= Elgeyo-Marakwet District =

Former district of Kenya
Elgeyo-Marakwet District, also referred to as Tambach District during the colonial period, was one of the districts of Kenya, located in the Rift Valley Province. Its capital was Tambach.

== Background ==

In 1902, the region that would later form the Elgeyo-Marakwet District was transferred from Uganda to the East Africa Protectorate. The Elgeyo and Marakwet areas were administered from the Eldama Ravine District of the Naivasha Province. The two regions were transferred to Uasin Gishu District in two phases; Elgeyo in 1913 and Marakwet in 1916. In 1920, they both achieved district status and were separate districts until 1926 when they were merged. In 1934, after a series of boundary alterations over the years, Naivasha Province was absorbed into the Rift Valley Province. Elgeyo-Marakwet was one of the forty districts of Kenya in 1963.

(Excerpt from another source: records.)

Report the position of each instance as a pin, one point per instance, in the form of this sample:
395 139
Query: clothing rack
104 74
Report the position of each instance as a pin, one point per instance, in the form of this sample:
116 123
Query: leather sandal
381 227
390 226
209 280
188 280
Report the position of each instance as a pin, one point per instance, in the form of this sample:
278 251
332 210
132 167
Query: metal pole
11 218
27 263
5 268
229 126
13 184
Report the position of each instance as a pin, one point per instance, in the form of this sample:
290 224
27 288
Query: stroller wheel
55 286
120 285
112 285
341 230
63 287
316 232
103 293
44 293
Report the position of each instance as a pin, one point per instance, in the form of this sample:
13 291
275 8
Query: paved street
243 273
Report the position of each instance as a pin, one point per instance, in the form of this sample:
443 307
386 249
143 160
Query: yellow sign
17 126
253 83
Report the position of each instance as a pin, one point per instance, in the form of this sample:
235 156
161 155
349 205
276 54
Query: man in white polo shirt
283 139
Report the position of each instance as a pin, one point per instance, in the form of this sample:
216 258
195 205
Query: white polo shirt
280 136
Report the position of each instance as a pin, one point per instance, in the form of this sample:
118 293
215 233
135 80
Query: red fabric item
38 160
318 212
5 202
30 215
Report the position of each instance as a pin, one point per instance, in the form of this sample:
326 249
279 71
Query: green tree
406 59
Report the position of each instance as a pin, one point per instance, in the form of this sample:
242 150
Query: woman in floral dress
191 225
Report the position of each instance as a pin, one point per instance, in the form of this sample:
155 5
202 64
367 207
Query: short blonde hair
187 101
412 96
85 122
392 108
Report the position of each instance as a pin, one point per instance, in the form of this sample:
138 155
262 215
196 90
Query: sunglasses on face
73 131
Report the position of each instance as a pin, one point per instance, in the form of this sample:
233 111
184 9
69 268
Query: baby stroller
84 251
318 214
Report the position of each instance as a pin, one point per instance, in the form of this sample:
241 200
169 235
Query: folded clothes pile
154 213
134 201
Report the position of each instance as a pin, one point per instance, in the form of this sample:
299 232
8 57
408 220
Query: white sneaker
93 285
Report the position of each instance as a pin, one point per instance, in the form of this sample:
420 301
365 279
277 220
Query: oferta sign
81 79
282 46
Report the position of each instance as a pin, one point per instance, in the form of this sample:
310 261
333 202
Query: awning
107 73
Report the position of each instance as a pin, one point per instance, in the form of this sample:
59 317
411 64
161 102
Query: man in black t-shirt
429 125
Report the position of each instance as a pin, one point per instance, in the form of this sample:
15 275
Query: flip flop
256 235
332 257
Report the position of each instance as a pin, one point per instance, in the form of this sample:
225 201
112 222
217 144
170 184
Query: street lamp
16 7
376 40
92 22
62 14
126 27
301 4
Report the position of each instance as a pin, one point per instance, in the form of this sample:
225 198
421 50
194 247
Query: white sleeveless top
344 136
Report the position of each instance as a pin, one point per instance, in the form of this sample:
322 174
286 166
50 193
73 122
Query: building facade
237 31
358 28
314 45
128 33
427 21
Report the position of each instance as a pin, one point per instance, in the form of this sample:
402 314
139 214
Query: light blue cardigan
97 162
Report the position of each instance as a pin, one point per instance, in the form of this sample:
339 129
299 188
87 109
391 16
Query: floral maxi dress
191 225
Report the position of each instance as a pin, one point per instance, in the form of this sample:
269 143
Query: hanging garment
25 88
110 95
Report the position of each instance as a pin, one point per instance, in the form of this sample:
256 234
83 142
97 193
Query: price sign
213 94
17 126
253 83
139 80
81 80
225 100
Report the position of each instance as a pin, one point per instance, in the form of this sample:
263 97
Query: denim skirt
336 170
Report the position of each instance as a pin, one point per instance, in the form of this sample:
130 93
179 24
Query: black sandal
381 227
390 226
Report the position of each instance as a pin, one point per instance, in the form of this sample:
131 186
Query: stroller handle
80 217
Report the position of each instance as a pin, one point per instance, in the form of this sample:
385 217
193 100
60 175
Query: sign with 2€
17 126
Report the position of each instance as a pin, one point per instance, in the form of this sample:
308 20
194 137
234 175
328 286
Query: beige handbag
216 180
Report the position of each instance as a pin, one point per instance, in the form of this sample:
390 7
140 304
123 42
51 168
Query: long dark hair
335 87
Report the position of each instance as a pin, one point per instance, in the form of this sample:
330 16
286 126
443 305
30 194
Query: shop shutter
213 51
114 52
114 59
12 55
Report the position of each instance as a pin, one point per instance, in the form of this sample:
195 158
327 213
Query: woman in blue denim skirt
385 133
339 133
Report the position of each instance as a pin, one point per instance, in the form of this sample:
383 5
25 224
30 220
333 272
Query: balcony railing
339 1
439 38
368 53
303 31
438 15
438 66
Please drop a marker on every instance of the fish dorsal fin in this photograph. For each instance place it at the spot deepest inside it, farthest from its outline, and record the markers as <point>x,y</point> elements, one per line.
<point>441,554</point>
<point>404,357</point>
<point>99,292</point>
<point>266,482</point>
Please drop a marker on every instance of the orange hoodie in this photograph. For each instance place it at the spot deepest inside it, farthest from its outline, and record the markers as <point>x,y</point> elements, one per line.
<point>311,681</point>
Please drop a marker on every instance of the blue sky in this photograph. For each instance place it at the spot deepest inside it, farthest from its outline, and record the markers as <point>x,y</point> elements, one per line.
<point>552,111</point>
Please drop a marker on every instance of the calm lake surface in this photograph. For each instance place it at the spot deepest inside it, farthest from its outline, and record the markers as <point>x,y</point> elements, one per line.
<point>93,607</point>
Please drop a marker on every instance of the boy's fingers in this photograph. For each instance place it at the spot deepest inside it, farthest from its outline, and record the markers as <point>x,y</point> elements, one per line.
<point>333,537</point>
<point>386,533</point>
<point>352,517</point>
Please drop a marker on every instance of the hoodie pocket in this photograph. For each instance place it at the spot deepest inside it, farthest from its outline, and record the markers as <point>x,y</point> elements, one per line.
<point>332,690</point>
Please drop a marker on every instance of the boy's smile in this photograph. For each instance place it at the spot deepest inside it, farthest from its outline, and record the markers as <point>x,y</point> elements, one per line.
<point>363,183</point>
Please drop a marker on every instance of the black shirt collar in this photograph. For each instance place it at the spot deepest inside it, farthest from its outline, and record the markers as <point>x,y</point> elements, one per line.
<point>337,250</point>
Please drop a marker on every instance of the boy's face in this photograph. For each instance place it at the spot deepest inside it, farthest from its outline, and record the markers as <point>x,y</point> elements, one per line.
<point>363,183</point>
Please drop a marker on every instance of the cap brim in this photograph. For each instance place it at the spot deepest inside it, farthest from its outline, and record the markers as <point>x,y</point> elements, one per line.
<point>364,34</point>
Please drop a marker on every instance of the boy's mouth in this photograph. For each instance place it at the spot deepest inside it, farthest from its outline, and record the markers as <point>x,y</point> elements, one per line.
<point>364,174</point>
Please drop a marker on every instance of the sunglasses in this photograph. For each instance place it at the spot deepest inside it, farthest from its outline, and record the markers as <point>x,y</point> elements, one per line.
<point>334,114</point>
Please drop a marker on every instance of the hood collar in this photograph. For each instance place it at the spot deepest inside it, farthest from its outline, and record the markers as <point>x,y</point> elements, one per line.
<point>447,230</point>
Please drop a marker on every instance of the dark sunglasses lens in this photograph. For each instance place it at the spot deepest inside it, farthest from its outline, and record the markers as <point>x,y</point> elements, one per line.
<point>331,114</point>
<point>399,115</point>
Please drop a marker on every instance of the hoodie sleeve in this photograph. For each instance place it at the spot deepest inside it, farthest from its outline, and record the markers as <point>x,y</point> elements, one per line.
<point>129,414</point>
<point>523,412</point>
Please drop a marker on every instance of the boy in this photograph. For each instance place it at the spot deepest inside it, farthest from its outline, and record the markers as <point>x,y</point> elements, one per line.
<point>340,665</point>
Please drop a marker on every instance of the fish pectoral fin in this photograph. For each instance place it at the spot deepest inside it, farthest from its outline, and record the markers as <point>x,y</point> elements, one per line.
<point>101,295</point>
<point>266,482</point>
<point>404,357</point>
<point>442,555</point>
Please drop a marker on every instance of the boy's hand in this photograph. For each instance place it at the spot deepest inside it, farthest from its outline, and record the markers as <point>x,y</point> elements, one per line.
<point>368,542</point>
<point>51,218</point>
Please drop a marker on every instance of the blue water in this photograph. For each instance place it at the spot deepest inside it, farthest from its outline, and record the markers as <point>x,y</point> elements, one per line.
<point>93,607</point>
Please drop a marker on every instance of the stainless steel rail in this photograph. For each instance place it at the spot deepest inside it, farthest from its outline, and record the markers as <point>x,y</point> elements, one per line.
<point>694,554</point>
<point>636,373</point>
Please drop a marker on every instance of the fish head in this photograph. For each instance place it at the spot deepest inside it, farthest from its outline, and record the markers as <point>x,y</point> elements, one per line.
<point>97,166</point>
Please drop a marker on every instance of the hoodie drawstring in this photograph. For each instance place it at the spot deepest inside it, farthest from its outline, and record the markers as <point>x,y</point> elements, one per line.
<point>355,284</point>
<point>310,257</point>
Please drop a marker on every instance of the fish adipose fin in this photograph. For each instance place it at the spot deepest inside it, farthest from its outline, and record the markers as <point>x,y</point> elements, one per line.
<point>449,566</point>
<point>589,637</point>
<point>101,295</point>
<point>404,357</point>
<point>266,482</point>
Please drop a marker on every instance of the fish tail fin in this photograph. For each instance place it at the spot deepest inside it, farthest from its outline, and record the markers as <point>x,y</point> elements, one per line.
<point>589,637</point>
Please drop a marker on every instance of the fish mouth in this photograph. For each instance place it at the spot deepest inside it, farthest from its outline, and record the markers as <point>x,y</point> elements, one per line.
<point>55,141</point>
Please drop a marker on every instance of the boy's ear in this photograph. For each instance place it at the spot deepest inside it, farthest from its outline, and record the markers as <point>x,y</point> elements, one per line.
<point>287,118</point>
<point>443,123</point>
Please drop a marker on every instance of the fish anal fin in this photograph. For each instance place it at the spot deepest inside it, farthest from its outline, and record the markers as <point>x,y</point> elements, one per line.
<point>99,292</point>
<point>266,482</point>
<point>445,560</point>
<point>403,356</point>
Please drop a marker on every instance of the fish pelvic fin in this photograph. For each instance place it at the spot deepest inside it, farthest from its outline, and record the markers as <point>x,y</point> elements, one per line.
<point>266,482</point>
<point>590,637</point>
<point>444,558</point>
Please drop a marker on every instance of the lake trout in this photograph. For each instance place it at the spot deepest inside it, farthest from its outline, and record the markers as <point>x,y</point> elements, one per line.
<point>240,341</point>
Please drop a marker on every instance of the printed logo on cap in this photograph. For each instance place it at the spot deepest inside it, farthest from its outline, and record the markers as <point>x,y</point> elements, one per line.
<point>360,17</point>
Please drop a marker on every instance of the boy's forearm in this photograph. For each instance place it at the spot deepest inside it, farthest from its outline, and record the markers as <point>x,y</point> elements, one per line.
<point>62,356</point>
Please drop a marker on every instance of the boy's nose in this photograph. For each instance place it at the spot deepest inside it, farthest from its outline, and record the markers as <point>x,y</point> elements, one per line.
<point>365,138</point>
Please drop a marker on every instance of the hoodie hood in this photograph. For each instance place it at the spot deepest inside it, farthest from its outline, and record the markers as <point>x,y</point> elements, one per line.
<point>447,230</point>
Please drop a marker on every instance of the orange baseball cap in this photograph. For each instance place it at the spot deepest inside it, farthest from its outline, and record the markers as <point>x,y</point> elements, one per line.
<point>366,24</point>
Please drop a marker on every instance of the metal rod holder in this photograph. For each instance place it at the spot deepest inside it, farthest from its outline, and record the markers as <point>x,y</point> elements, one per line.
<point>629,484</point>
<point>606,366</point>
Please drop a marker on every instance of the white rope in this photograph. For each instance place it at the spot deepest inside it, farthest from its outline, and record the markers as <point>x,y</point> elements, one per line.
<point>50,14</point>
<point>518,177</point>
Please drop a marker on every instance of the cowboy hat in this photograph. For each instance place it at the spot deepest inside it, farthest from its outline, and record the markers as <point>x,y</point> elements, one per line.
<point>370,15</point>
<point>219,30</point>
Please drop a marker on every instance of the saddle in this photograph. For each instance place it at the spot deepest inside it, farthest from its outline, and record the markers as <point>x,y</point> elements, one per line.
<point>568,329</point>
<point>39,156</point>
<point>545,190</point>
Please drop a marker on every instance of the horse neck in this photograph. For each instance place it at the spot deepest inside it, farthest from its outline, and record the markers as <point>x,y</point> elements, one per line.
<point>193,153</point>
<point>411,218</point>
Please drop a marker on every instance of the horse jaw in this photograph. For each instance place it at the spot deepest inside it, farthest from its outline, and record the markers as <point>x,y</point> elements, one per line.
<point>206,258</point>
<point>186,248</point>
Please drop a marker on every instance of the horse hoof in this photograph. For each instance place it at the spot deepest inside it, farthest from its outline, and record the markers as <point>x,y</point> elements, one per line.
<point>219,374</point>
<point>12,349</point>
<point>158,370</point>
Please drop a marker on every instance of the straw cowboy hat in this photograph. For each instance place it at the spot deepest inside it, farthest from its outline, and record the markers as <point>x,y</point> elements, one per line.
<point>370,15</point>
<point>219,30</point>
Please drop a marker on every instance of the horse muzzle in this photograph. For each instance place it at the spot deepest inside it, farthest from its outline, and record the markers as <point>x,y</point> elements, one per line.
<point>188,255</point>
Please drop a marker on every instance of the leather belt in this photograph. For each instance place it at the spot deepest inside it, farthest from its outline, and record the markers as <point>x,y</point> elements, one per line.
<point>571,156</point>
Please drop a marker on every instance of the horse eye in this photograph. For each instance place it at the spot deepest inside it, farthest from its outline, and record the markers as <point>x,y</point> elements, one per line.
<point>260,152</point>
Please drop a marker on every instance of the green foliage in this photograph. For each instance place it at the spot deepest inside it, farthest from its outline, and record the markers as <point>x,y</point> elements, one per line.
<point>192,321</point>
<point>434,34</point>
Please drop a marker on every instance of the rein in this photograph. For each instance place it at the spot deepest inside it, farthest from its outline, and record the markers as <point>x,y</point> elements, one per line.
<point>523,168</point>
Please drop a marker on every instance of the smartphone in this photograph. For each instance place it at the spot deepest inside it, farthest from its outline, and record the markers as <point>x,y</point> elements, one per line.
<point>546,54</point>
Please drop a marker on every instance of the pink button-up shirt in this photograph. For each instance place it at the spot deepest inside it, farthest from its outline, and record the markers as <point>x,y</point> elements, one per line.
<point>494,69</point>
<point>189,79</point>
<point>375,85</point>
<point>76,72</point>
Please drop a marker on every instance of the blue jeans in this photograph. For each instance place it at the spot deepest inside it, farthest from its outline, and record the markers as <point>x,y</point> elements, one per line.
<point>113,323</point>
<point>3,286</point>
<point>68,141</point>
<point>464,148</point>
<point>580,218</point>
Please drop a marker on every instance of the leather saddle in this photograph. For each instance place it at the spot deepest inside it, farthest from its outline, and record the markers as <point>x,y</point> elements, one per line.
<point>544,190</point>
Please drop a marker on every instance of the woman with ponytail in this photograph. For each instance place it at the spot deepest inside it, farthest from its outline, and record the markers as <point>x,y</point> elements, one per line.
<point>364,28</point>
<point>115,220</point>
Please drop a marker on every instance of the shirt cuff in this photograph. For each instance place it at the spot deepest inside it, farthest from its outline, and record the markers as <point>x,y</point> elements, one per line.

In 1994, Elgeyo-Marakwet District was split into Marakwet and Keiyo districts. In the 2009 census, the two districts had a total population of 369,998.

In 2010, as per the new constitution of Kenya, new counties were to be created based on the districts of Kenya that existed as of 1992. This effectively led to the creation of Elgeyo-Marakwet County. The county became effective in March 2013.